1. Cut fructose from your diet. This is one of the most impactful choices you can make when it comes to your liver health. Within just one month of cutting out fructose, you can make significant changes to your AST levels. Fructose is found in fruit and fruit is often demonized for this, however, the actual amount of fructose in fruit is quite small. Major sources of fructose include- high fructose corn syrup, fruit juices, agave nectar, baked goods, sodas, candy, and other processed foods.
2. Exercise. Exercise decreases fatty acid synthesis and oxidizes fatty acids so we can use fats for energy. Fatty acid synthesis means the liver is making fat and storing it in the liver, leading to a fatty liver. Exercise helps reverse this process.
3. Weight loss. If your weight is above the recommended weight range, losing weight, especially visceral fat, can reduce both the amount of fat on the liver as well as future risks associated with NAFLD.
4. Avoid alcohol. Although NAFLD is not caused by alcohol, alcohol does put excess stress on the liver and can contribute to the synthesis of fat in the liver.
5. Limit the burden on your liver. Most drugs, supplements, herbs and environmental toxins are detoxified through the liver.
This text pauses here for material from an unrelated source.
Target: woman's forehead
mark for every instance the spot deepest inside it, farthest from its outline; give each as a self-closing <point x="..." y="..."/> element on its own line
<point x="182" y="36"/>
If you are taking several pharmaceuticals or supplements, talk to your healthcare provider to make sure you are not causing harm to your liver.
Depending on your personal health history and risks there are several other treatment options to help manage NAFLD. The good news about this increasingly prevalent condition is that lifestyle changes can make a significant impact. If you have not asked your healthcare provider about your liver health, check in and see what you can do to improve the health of this vital organ.